Based upon its implied duty of good faith, insurers are obliged under their liability insurance contracts, to settle claims that have been brought forth by claimants against their insureds, when there is a legitimate basis for doing so. In every case, as a practical matter, an insurer should evaluate the risk that a judgment could be entered against its insured in excess of the policy limits. If there is no reasonable prospect of an excess judgment being entered against the insured, then there is no duty to settle.
Bad faith refusal to settle involves conduct of the insurer that constitutes disregard or indifference toward the interests of the insured. Bad faith on the part of the insurer is proven by facts that indicate "a willingness on the part of the insurer to gamble with the insured's money in an attempt to save its own money or any intentional disregard of the financial interests of the [insured] in the hope of escaping full liability imposed upon its own policy."

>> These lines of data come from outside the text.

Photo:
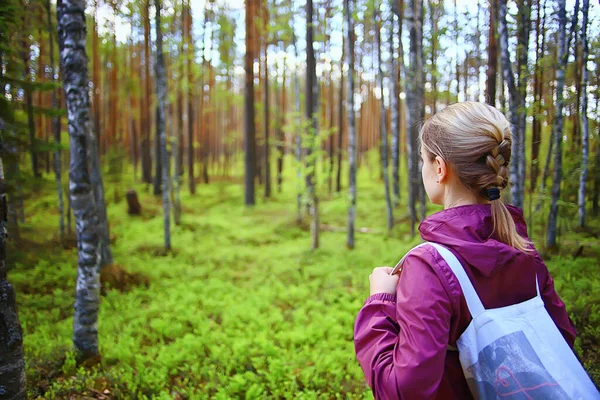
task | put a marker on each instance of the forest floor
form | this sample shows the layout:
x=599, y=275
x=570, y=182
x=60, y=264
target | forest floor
x=241, y=307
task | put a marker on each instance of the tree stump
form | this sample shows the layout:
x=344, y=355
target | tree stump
x=133, y=204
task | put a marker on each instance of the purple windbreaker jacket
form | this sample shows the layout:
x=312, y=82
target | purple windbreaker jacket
x=401, y=340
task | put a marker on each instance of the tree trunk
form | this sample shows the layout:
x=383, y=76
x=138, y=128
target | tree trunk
x=394, y=111
x=536, y=134
x=96, y=99
x=584, y=120
x=546, y=171
x=56, y=128
x=93, y=159
x=29, y=104
x=12, y=363
x=516, y=93
x=383, y=124
x=414, y=106
x=434, y=41
x=280, y=132
x=311, y=100
x=351, y=123
x=557, y=125
x=490, y=87
x=74, y=62
x=249, y=131
x=596, y=193
x=161, y=104
x=338, y=179
x=157, y=190
x=146, y=148
x=267, y=121
x=298, y=136
x=523, y=33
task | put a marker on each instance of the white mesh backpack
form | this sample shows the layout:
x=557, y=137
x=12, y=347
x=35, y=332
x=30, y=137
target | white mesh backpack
x=516, y=352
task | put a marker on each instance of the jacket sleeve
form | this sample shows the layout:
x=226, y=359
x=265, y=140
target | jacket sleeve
x=401, y=340
x=554, y=305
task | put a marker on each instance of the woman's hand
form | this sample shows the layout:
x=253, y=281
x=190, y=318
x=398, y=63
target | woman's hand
x=382, y=282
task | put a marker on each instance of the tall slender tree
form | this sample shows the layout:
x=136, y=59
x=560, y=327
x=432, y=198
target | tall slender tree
x=490, y=86
x=348, y=13
x=383, y=124
x=585, y=142
x=12, y=362
x=74, y=62
x=340, y=130
x=414, y=105
x=267, y=119
x=161, y=106
x=145, y=142
x=311, y=116
x=517, y=91
x=557, y=125
x=536, y=130
x=394, y=109
x=56, y=129
x=28, y=92
x=249, y=125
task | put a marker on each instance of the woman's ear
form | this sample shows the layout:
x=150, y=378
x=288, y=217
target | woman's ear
x=441, y=169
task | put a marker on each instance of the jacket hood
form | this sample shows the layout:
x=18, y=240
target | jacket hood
x=467, y=230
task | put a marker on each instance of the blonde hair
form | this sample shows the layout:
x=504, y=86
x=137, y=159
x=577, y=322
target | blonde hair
x=475, y=139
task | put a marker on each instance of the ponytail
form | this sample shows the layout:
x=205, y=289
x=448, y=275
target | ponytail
x=505, y=229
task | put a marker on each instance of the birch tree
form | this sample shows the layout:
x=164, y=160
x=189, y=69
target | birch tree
x=74, y=62
x=490, y=86
x=56, y=128
x=351, y=123
x=557, y=125
x=584, y=120
x=249, y=125
x=414, y=105
x=161, y=93
x=12, y=363
x=517, y=91
x=311, y=102
x=383, y=116
x=394, y=110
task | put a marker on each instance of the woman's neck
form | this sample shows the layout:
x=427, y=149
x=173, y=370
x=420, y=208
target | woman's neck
x=462, y=197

Impact of Recent Case Decision- Johnson v. Tennessee Farmers Mutual Insurance Company
Johnson v. Tennessee Farmers Mutual Insurance Company, 205 S.W.3d 365 (Tenn. 2006) was a landmark case in the area of bad faith law in Tennessee. In this case, the Supreme Court of Tennessee held that mere negligence is insufficient for imposing liability against an insurer for failure to settle, and that mistaken judgment by the insurer is not bad faith, if it was made honestly and followed an investigation performed with ordinary case and diligence. Further, the Supreme Court held that if a failure to negotiate a settlement is the result of a reasonable business judgment made after considering all of the pertinent factors, then there is no liability for bad faith, regardless of the outcome. Under Johnson, negligent conduct is insufficient by itself. In order to impose liability against an insurer for bad faith, there must be evidence of either a dishonest purpose (or agenda) and/or conscious indifference (or disregard) on the part of the insurer.